For continuous GLP-1 use, the report described fewer major adverse cardiovascular events than with sulfonylureas at three years, estimated as an 18% relative reduction and framed as roughly 4 fewer events per 100 people over three years. In the same account, people who used GLP-1 therapy for less than 18 months before discontinuing were reported not to have a significant risk reduction by the end of follow-up compared with the sulfonylurea group. The narrative linked the apparent advantage to persistence on therapy rather than brief exposure. Duration of continuous use was treated as a central element of the reported association.

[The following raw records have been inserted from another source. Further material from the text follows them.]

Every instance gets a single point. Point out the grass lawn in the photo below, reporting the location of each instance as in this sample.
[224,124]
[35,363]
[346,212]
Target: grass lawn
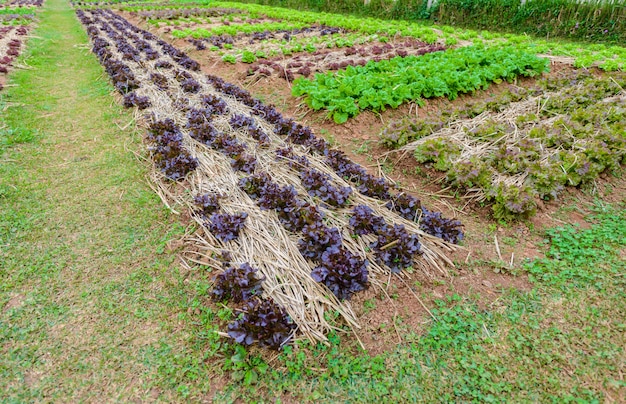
[95,306]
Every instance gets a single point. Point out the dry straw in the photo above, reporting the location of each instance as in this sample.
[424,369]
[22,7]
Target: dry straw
[264,242]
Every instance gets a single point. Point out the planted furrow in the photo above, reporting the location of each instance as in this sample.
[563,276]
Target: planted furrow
[256,207]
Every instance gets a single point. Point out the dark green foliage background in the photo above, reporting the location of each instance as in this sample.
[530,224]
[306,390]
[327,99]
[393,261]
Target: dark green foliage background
[594,20]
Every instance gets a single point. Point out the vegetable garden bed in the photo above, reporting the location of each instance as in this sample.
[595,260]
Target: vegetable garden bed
[319,229]
[297,227]
[14,29]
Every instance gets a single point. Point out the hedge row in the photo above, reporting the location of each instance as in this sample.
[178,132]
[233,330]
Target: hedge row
[588,20]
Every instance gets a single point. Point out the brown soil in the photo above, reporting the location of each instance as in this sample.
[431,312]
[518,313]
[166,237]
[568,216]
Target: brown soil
[492,252]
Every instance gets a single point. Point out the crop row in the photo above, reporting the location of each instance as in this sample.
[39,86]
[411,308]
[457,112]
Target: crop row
[10,44]
[22,3]
[174,14]
[533,148]
[389,83]
[224,123]
[322,61]
[267,44]
[234,29]
[606,57]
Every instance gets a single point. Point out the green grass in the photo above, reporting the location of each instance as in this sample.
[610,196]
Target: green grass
[94,307]
[83,290]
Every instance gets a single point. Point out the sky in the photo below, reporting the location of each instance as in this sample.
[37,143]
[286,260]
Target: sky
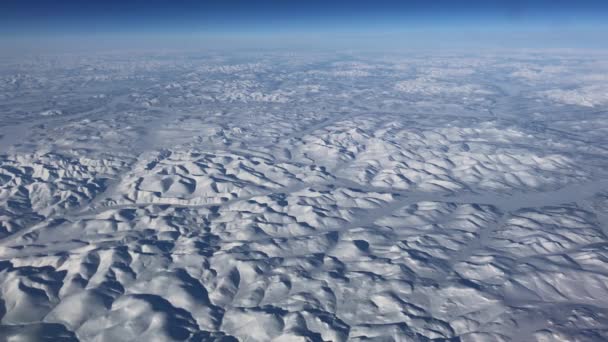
[570,21]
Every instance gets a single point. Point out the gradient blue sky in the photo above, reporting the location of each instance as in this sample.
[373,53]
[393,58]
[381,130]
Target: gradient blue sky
[573,20]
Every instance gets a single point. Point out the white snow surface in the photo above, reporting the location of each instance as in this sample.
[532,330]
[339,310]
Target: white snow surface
[289,196]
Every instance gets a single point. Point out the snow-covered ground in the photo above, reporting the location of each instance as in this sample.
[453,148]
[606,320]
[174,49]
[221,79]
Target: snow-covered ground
[301,197]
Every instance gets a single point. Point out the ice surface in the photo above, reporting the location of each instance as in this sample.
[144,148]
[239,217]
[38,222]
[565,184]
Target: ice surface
[304,197]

The timing of interruptions and discontinuation was also described as important, with treatment interruptions of about six months before resuming associated with reduced benefit relative to staying on therapy. Longer periods off therapy were reported to correspond to progressively higher risk, including a 14% increased risk after one year off and up to a 22% increased risk after two years off, compared with continued use. The reportalso stated that resumption was associated with a smaller net benefit than continuous therapy, even when participants restarted before the end of follow-up. Across this framing, more time off medication was described as tracking with greater erosion of the observed cardiovascular advantage.
The authors noted that stopping GLP‑1 receptor agonists was characterized as producing “metabolic reversal,” described as a resurgence in inflammation, blood pressure, and cholesterol, alongside the return of weight. Restarting therapy restored some protection but did not return benefits to prior levels.